We bought a library of books on pregnancy. I read magazine articles written by first time fathers on how they coped with the big event and devoured every last morsel of advice that was offered.
We joined antenatal classes, getting detailed information on every question ever possibly conceived (no pun intended) about pregnancy.
We talked to the blossoming bump regularly and even gave our unborn child a nickname, “smudge”; because he looked like a smudge on the first scan.
The whole nine month wait was a time of wonder, mystery and awe.
Our second child was a rather different story: we bought no books. I read no magazine articles. No antenatal classes were attended. No nicknames were attributed, in fact, the bump, hardly got talked to at all.
Now don’t get me wrong: it’s not that we weren’t looking forward to a second child. He was very much wanted, planned and anticipated. It was just that... well, the mystery had gone. I had been down this road before and it was...known.
At Christmas-time, I often find myself in danger of repeating that experience. Christmas again: we did this last year; I know how this goes and I fit snugly into the fun and tinsel and busyness and presents and mince pies and…it’s good, it’s fun, but it’s…it’s known. It is easy sometimes, for me at least, to lose the wonder, the mystery, the excitement and the meaning of the season because it is so familiar.

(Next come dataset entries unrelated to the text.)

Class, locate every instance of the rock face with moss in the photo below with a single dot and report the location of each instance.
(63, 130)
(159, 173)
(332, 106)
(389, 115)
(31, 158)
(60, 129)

But Christmas is all about a birth (and every birth holds mystery and wonder) but at Christmas we’re asked to consider the birth of God on this planet. A birth that presents the possibility that God is no longer remote or at a distance, but here with us: tiny and vulnerable: A God who gets hungry and thirsty; a God who gets hot and cold; A God who laughs and cries; A God who gets his hands dirty; A God who can bleed and die: What type of God is this?
At Christmas-time we are invited to do nothing less than redefine deity.
We went for another scan for our second son. In the midst of what we thought was the familiar. And as we watched the live monitor, his tiny mouth was moving up and down and it looked a little like he was singing. It was amazing: suddenly the mystery and wonder came flooding back.
This Christmas, in the midst of everything that is familiar, why not take a moment to invite the wonder, mystery and awe to flood back in as we ponder afresh this special birth.